Tim Flach/Stone/Getty Images

In other words: To be non-binary, a person needs to “prove” they’re neither male nor female. To be trans, a person needs to “prove” they’ve felt persistent, consistent aversion to their assigned binary gender throughout their childhood. Thus, a double-bind emerges. And the stakes are high: Without producing convincing trans narratives for the authorities that be, non-binary trans people may be denied affirming health care or accommodations such as use of new names and pronouns in their workplaces.

According to Garrison, as far as the mainstream is concerned, there’s really only one story of transgender identity: “a born-in-the-wrong-body story about dysphoria and sadness, that centers the physical body as the site where gender comes from and takes shape.” In his paper, Garrison notes that due to this powerful cultural narrative, many study subjects suggested that “the experience of struggle and unhappiness is critical to establishing authenticity as a trans person,” and that “trans identities are less legitimate if the experience of gender dysphoria does not significantly impair one’s daily functioning.”

Bingo: The problem wasn’t with how the dildo attached to my body. The problem was that I’d grown attached to my dysphoria. I didn’t want to let it go, or acknowledge that it wasn’t even always there, for fear of that meaning I wasn’t really trans. I’d so thoroughly internalized the idea that all trans people felt crippling dysphoria all the time that I’d built up my whole sense of identity around it. In a way, I took pride in the suffering. It made me feel authentic. As someone who’s long felt a bashful sense of inauthenticity in my skin, this had a powerful draw.

Garrison notes that even within trans spaces — internet chat rooms and support groups — non-binary trans people face scrutiny.

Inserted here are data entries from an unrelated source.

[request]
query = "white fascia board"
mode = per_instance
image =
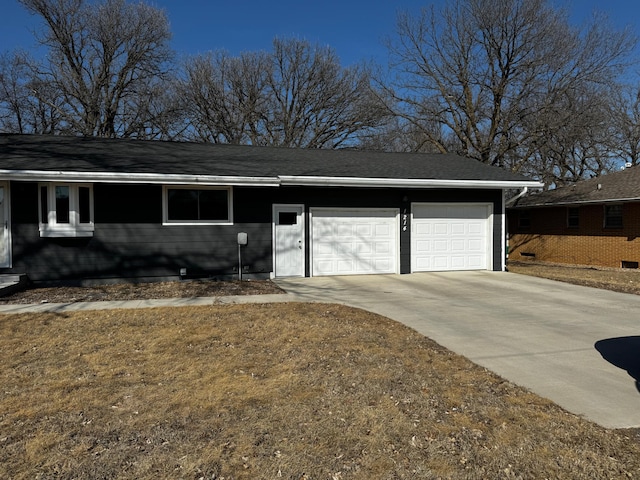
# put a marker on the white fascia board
(403, 183)
(581, 202)
(88, 177)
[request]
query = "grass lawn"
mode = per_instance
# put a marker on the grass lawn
(295, 391)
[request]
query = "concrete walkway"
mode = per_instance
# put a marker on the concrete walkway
(577, 346)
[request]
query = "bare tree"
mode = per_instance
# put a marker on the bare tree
(225, 97)
(21, 111)
(491, 73)
(296, 96)
(625, 111)
(105, 61)
(314, 102)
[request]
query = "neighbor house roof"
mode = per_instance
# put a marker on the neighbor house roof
(620, 186)
(50, 158)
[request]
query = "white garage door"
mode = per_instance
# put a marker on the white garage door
(354, 241)
(450, 237)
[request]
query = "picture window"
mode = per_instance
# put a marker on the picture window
(66, 210)
(184, 205)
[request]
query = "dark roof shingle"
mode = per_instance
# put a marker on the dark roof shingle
(98, 155)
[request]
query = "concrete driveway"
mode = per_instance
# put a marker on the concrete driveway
(577, 346)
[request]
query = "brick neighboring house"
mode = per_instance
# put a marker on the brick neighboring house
(594, 222)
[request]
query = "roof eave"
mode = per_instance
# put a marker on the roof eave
(150, 178)
(581, 202)
(274, 181)
(405, 182)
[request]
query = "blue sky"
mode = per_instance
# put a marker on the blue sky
(354, 28)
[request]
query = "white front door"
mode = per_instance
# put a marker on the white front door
(5, 250)
(288, 240)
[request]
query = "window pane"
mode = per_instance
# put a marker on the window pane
(182, 204)
(62, 204)
(84, 204)
(44, 205)
(573, 217)
(287, 218)
(613, 216)
(213, 205)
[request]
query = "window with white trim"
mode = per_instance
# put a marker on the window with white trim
(196, 206)
(66, 209)
(613, 216)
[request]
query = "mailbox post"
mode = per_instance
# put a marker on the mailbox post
(242, 240)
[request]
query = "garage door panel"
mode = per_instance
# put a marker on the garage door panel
(363, 241)
(450, 237)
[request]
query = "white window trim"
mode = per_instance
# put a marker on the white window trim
(49, 226)
(165, 205)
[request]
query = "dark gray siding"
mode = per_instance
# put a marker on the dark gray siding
(130, 241)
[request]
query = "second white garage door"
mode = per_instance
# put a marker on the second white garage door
(354, 241)
(450, 237)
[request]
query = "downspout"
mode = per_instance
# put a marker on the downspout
(505, 236)
(524, 191)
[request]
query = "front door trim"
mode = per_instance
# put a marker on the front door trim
(6, 259)
(289, 259)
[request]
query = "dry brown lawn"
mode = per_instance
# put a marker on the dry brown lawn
(268, 391)
(616, 279)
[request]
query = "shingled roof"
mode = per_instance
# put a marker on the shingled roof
(27, 156)
(620, 186)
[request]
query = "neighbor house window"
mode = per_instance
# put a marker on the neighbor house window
(613, 216)
(66, 210)
(203, 205)
(573, 217)
(524, 219)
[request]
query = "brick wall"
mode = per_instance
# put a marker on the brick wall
(549, 239)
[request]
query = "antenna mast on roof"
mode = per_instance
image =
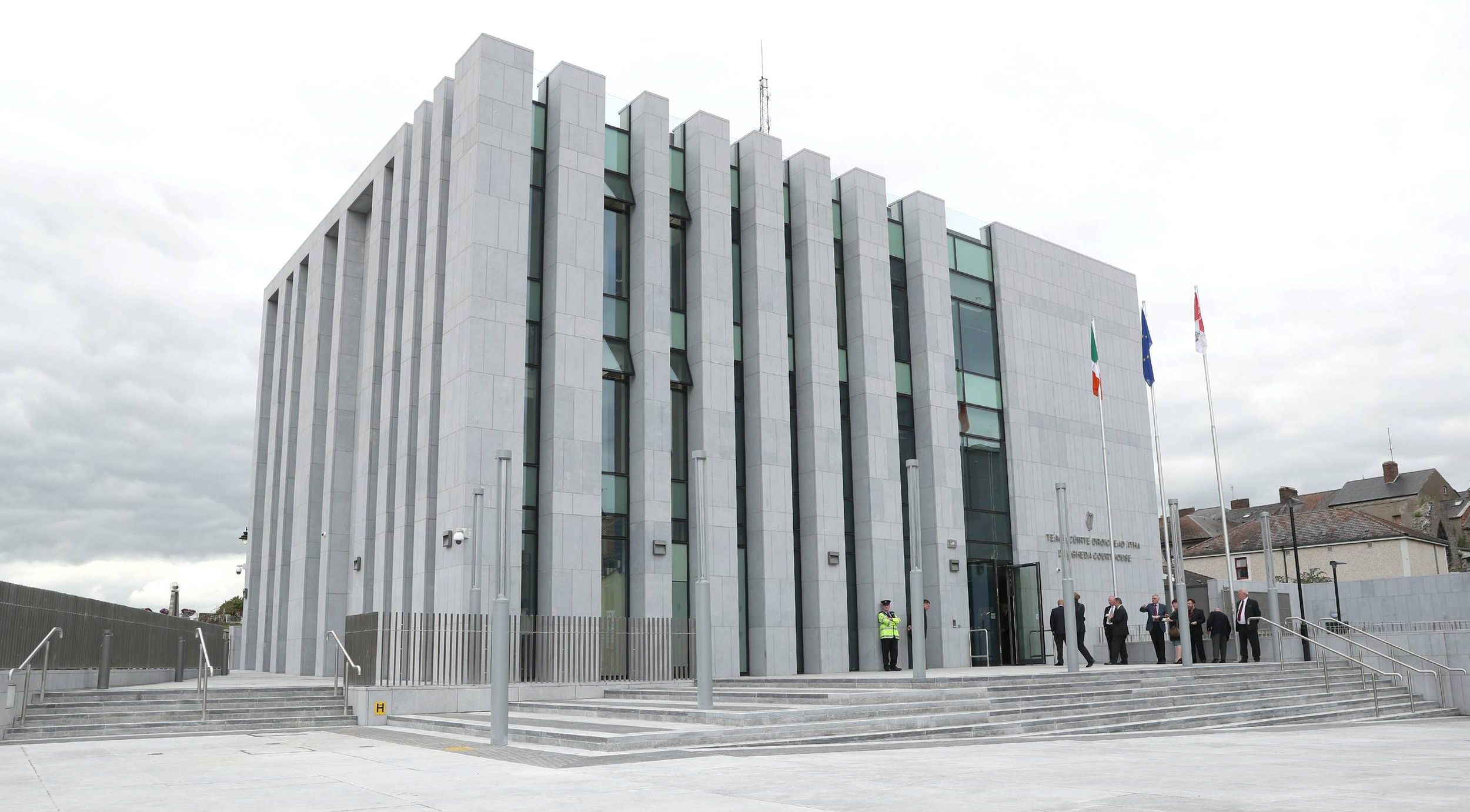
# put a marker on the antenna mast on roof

Sometimes, he says, “people are at each other’s throats, calling each other out about not being trans enough.” Traceable to safety concerns about being outed or doxed, these challenges can nonetheless hurt non-binary trans folks’ sense of authenticity and self-esteem, and result in them omitting aspects of their experience in exchange for a sense of belonging.

And worrying about whether or not you really belong in the trans community, while naked with someone you like, is a recipe for self-conscious disaster.

However, “the more exposure we have to different types of [trans] narratives,” says Garrison, “the easier it’s going to be to change the dominant narratives that have gained so much traction over time.”

So I told another non-binary friend about my dildo fail, and instead of judging me, they offered laughter and reassurance. I told my partner that, okay, actually, I didn’t always feel bottom dysphoria and that I would like to continue getting down in many of the same ways I had back when I identified as an everyday cisgender queer. I braced myself for the Earth to open up and swallow me for not being trans enough. Without debilitating dysphoria, who was I?

Just me, turns out — my desires in flux, my pleasure elusive some days and less so on others. Sometimes, especially when I’m dysphoric, toys help me get there. Other times, they’re just in the way. And miraculously, I get to stay me the whole time, sharing the differently gendered facets of myself with my partner in bed and discovering that they’re more than enough.